Why we season with salt, and why it’s more than just flavor 42 ↑

As a chef, my kitchen counter’s always got a salt shaker within arm’s reach—color-coded pink for table, grey for cooking, silver for finishing. Once, a rookie backed into my line, squinting at a soup I’d simmered for six hours. “Why’d you add all this salt?” they asked, pointing at the brine floating on top. I handed them a spoon. “You’re tasting the broth now, not the salt,” I said. “The salt’s hidden in the ingredients, the soil, the water. You can’t taste it until it’s in there.”

That stuck with me. Life’s salt too—subtle at first, woven into the soil of our experiences, the air we breathe, the hands that touch us. We season with it to balance, to highlight, to make the inedible edible, the ordinary extraordinary. I’ve eaten in kitchens from ¥20 ramen stalls in Tokyo to €80-a-plate tasting menus in Paris, and every time a dish hit the mark, there was salt. Not just as seasoning, but as a bridge—between method and joy, between the visible and the unseen.

I think about my camera, too.
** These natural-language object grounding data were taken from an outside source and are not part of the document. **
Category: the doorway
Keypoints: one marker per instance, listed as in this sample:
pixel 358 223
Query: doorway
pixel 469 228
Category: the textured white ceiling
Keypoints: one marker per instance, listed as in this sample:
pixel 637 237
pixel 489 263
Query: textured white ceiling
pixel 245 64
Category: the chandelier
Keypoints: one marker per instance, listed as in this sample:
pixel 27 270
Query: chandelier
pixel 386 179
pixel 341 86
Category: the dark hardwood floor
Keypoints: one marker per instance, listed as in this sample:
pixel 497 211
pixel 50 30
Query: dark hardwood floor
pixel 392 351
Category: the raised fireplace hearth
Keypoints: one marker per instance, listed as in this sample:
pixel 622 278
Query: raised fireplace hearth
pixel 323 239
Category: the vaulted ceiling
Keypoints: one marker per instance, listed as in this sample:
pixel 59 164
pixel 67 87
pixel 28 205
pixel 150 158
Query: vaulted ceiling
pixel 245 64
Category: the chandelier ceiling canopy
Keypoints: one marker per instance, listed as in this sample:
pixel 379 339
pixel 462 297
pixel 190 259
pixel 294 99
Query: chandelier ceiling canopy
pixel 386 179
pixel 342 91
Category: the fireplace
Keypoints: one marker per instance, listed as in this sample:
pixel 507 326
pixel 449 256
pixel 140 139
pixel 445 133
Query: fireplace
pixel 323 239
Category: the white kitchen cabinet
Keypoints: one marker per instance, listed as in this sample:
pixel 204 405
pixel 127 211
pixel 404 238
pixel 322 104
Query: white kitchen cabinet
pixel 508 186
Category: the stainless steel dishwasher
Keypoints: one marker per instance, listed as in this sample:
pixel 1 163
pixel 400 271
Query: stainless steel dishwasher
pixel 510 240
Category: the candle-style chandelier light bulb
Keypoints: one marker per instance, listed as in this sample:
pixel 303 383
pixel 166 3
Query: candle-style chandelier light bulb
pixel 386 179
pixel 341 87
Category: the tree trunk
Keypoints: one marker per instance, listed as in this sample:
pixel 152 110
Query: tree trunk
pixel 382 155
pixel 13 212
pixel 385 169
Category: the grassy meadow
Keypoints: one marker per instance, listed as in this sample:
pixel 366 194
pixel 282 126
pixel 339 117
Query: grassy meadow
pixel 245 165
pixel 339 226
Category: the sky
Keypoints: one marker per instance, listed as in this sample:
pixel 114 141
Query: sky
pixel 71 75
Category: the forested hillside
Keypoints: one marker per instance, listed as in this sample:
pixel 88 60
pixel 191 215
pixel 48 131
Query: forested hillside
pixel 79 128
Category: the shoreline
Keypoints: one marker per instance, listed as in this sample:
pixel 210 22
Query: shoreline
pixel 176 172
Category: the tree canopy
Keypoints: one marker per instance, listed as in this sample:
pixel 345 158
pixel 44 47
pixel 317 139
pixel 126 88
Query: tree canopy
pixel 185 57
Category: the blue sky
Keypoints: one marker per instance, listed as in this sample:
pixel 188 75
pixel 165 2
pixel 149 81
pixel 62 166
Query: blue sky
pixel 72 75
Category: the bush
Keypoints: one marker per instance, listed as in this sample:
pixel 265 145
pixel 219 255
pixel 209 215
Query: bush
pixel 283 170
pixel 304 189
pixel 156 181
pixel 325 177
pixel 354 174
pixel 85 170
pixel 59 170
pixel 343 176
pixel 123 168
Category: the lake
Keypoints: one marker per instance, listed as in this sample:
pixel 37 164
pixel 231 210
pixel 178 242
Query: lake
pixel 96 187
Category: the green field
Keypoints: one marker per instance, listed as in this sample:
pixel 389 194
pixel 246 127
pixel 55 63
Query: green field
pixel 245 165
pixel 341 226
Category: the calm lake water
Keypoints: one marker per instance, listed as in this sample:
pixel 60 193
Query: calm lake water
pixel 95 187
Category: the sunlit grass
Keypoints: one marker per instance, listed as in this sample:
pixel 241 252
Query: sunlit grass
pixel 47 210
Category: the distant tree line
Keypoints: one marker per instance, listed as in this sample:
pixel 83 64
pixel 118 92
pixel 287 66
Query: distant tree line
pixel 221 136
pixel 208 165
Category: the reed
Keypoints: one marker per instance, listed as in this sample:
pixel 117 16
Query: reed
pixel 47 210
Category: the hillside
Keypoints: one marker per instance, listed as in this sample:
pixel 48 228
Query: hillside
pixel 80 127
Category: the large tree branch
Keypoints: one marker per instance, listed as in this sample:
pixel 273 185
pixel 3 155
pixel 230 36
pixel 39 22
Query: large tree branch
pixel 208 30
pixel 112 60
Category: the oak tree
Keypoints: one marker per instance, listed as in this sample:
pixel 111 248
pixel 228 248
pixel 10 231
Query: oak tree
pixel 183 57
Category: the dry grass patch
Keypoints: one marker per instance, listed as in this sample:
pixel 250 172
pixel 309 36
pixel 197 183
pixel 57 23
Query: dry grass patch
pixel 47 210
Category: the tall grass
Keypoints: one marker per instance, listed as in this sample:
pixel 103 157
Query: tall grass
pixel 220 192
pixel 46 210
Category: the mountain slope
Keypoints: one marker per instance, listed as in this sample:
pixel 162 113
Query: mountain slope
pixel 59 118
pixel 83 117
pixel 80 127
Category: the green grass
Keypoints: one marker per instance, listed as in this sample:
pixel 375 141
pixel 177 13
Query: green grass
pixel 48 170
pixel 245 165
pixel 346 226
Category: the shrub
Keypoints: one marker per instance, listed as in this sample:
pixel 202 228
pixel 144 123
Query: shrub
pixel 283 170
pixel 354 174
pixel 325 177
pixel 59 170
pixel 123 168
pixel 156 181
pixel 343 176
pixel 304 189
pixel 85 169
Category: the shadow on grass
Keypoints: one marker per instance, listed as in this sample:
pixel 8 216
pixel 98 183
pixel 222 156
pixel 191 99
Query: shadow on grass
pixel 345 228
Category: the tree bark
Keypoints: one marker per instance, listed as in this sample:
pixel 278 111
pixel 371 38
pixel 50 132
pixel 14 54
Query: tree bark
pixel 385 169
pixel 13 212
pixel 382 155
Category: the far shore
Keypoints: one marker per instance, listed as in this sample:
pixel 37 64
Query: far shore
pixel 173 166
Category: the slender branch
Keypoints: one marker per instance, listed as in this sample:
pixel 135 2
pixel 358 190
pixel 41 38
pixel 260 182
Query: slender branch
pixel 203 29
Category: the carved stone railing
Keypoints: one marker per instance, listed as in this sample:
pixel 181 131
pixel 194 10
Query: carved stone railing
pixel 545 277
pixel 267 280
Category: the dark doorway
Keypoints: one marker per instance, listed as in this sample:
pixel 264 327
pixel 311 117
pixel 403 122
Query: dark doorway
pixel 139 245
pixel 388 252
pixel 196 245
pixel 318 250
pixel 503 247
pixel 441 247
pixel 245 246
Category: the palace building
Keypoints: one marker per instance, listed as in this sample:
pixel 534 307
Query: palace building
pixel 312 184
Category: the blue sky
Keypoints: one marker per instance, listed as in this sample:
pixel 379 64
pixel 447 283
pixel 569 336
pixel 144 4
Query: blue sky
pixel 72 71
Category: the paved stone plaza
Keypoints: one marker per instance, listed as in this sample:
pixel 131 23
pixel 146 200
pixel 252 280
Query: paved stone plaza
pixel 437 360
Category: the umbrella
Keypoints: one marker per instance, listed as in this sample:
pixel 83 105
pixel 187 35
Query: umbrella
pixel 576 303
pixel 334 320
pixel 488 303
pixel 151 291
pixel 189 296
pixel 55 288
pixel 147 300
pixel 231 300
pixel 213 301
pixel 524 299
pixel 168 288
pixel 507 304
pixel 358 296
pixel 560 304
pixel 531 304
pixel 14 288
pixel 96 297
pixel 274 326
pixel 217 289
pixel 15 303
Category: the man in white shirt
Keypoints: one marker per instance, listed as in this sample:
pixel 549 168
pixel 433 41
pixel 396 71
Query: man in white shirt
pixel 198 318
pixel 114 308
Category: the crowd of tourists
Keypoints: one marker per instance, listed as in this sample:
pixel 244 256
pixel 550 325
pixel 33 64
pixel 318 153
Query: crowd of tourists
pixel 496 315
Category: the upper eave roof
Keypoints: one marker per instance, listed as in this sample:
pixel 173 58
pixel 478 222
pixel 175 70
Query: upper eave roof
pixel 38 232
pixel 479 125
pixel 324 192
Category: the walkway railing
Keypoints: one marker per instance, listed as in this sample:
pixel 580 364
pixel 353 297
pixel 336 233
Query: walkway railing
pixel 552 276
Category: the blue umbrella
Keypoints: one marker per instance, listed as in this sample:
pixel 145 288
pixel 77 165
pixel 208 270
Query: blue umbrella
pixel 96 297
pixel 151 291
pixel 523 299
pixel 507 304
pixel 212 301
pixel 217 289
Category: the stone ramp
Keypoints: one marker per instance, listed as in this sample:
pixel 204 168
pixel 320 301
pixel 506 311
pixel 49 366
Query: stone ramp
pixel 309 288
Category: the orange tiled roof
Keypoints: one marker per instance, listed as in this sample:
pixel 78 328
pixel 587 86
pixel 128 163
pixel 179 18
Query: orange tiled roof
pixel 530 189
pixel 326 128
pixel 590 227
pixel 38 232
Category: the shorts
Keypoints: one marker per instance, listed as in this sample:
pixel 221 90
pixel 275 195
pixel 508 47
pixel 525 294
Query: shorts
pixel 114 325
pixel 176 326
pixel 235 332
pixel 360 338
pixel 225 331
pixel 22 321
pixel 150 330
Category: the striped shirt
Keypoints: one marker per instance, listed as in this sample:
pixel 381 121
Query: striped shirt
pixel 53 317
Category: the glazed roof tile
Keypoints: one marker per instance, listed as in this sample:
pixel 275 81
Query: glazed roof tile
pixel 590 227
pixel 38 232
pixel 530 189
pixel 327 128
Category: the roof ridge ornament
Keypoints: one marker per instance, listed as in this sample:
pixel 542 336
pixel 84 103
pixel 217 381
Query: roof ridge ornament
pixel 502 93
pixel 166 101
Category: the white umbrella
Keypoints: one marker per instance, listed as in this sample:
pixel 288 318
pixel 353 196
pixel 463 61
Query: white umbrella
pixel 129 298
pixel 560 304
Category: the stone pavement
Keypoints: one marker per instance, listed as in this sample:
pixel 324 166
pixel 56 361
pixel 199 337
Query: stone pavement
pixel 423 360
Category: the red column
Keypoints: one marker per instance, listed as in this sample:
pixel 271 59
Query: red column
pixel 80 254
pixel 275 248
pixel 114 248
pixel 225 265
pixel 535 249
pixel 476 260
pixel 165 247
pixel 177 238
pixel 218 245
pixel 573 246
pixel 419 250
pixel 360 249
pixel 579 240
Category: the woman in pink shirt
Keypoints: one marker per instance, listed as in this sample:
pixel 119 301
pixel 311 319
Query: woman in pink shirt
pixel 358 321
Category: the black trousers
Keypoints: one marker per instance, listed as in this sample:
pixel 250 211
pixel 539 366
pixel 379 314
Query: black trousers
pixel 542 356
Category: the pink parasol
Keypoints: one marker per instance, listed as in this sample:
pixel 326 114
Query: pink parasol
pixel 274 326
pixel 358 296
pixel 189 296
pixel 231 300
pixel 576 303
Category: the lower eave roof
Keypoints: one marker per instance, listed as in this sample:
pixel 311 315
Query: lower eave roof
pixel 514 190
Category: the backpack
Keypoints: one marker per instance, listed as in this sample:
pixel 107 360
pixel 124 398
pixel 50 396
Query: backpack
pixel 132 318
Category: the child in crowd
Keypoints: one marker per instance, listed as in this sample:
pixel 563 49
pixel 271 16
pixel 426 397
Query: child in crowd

When I photograph a plate, I rarely zoom in on the garnish. The real story’s in the harmony, the way the salt’s weight testing the umami, the pepper’s pinch of heat. Life, like a well-seasoned dish, isn’t about the loops we draw around the obvious. It’s about the quiet, persistent work of adding something that makes everything else taste, and feel, right.